A nod. ‘Don’t know if I could kill someone, not even if they’d done horrible things to my dad. Well, maybe. I mean, if they’d done something to my mum , then yeah. I’d crack them open like a pistachio nut.’

‘You’re supposed to be a police officer, Constable Quirrel. We don’t “crack people open”, we arrest them and we prosecute them.’

‘Yeah, but if it was your mum …’

A rust-flecked Transit growled past on the way to Macduff, towing a plume of oily black smoke from its exhaust. The driver had his elbow on the windowsill, mobile phone clamped to his ear. He wasn’t wearing a seatbelt either.

Logan pointed. ‘We’re on.’

Tufty clicked on the headlights and pulled out onto the road.

‘Shire Uniform Seven, safe to talk?’

‘We’re in hot pursuit at the moment.’ The speedo had barely nudged thirty and they were already catching up with the Transit’s greasy cloud. ‘Well, lukewarm pursuit.’

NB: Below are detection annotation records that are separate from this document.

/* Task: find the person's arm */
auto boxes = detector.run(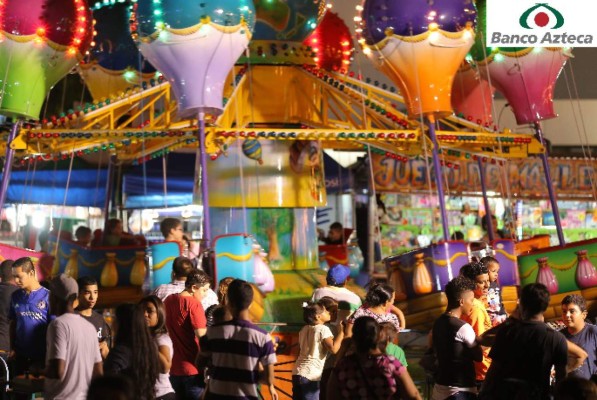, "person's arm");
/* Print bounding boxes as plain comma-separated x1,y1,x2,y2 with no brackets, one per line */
91,362,104,378
396,368,421,400
390,304,406,329
158,345,172,374
556,340,588,379
321,368,340,399
261,364,278,400
99,340,110,360
456,323,483,362
323,326,344,354
8,319,17,358
189,301,207,339
44,358,66,380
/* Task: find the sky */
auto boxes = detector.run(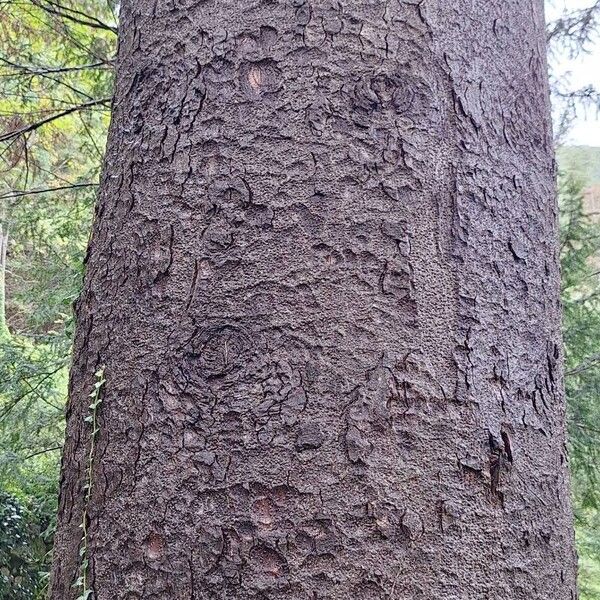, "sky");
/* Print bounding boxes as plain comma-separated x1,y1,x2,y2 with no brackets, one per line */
546,0,600,146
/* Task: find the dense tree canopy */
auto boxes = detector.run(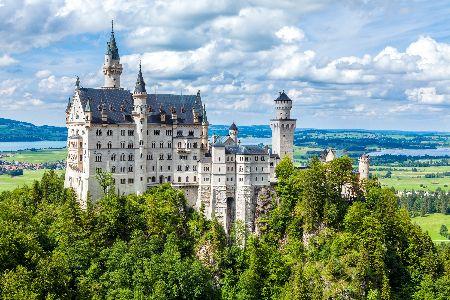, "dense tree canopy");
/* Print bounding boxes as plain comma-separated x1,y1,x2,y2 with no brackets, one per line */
0,158,450,299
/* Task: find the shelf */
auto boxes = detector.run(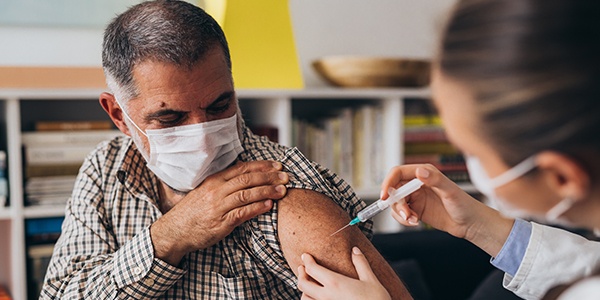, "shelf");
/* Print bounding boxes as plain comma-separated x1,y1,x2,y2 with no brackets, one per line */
0,207,13,220
23,204,65,219
0,88,431,100
236,88,431,99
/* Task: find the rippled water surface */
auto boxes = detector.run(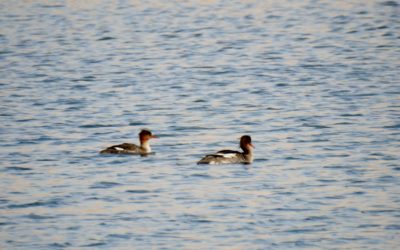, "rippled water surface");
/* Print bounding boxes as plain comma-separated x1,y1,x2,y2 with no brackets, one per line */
0,0,400,249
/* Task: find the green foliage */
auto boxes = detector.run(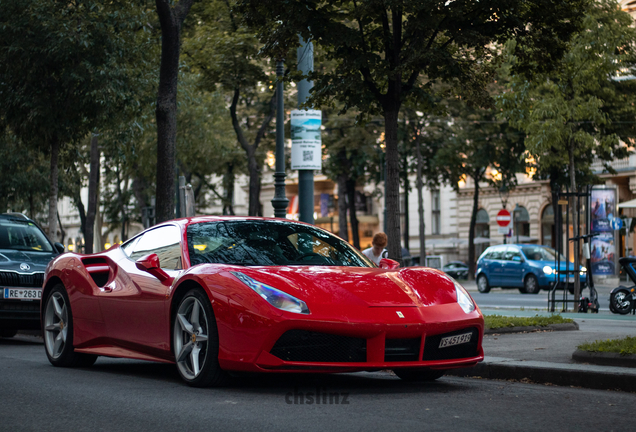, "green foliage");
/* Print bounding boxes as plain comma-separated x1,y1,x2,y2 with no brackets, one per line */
484,315,574,329
0,0,154,148
577,336,636,355
498,0,636,185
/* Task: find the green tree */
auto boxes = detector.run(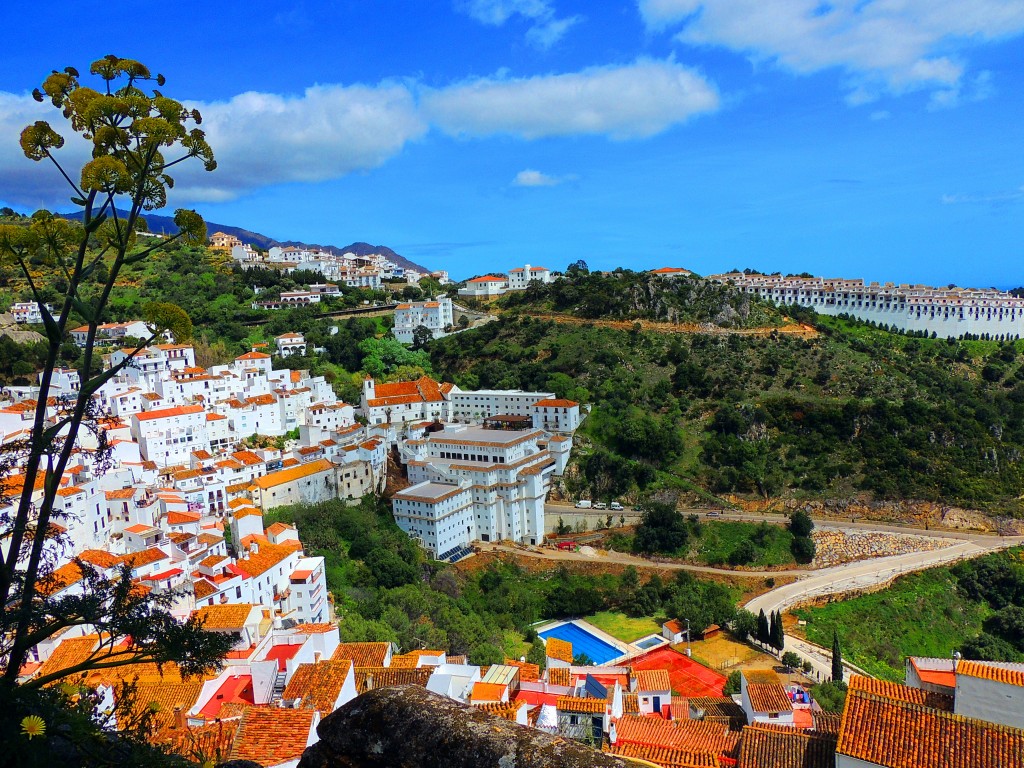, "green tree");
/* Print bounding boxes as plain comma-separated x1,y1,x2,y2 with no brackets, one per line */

‘Got an assault victim up at Elgin A-and-E with your business card in her pocket.’

‘Elgin? You got a name?’ Logan reached out a finger and hit the button marked ‘BLUES’. The lights on top of the Big Car flickered to life.

‘Yeah, one Kirstin Rattray. IC-One female, thin, twenty-four but looks forty-five. Well, she looks like she’s been run over by a tractor, but you know what I mean.’